My daughter and I just arrived to Nyaka over the weekend.  My job was simply to deliver Emily for a six-month volunteership, get a taste of the continent, and, then, back to reality.  For both of us, this is our first journey to the continent.  The trek to Nyaka, as many of you know or have heard, is long, surely, but not without its moments of charm throughout the sometimes jolting 8-hour day.  Special moments occur – like riding through dozens and dozens of villages where the sight of a “mazunga” seems to be the source of great curiosity for everyone and downright wonderment for the children, who invariably yell something, often “How aaaare you” and less frequently, “mazunga,” but always with a bewildered grin.  First impressions.

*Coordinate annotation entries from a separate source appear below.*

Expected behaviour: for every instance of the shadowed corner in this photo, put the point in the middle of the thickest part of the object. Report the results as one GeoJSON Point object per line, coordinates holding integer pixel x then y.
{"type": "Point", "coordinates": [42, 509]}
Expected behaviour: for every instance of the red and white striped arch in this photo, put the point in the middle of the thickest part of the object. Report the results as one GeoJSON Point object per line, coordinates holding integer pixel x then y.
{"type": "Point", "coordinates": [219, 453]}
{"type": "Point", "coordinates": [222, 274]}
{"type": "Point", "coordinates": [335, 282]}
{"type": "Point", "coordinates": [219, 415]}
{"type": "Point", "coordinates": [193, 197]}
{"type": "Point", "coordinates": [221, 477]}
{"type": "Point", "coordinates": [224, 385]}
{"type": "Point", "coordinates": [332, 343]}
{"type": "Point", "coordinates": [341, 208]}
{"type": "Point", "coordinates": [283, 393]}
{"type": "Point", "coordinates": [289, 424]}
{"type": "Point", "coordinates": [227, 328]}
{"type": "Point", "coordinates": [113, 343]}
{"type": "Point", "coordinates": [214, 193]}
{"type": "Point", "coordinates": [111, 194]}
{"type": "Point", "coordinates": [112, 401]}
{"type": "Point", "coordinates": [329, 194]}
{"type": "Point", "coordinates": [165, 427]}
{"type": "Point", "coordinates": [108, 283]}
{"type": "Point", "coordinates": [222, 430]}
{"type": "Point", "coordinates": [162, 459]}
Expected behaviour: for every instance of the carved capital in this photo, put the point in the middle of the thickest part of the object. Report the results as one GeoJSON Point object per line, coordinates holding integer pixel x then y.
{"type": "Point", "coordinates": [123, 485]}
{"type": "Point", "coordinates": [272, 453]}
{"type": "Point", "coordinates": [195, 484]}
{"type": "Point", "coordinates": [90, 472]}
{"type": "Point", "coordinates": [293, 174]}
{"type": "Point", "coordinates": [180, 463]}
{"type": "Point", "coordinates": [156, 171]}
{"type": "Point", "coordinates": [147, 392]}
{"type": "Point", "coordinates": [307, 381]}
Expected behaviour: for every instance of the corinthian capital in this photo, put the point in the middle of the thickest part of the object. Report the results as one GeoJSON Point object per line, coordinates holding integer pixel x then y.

We arrived to the guest house on a Saturday evening and nothing was going on at the Nyaka compound, nor Sunday, when we had a cool rainy day to recuperate from travels.  Especially notable on Sunday was a continuing chorus of youthful singers from Nyaka – the Anti Aids Choir – which was having a practice session in the classroom building next door.  We couldn’t actually see anyone – just the music wafting throughout the day, occasionally accompanied by the percussion of rain on the roof.  This was not a normal – at least by my standards – practice session because it lasted practically the whole day, with a few breaks to punctuate.  It wasn’t necessary to see the choir in order to feel the spirit.  The intonation, the excitement, the joy punched through the various melodies followed by exclamations of laughter between songs.  First impressions.

As I said, we arrive with nothing going on and little context for the buildings surrounding us, each door with an imposing paddle lock, the statuettes holding the Nyaka mission sign seemingly themselves orphaned from the school’s inactivity.  On Monday morning, things changed dramatically.  At about 8:00, after a delightfully awakening cold shower, we wandered over to the classroom buildings as waves of purple uniforms flowed towards the assembly area.  Obviously delighted teachers introduced themselves as we both struggled to remember even just a few names.  The students, patiently lined up in the school yard, participated in some exercise, Bible readings, news updates (in English), announcements to the student body, and flag raising with the Ugandan national anthem sung by all.  Then you start to realize that many of these children have no parents, others the most unfortunate of situations, but all getting a first rate primary schooleducation on a safe and, even, pastoral campus where they (the children) come first – it’s then you start to see what Nyaka is all about.  Lasting impressions.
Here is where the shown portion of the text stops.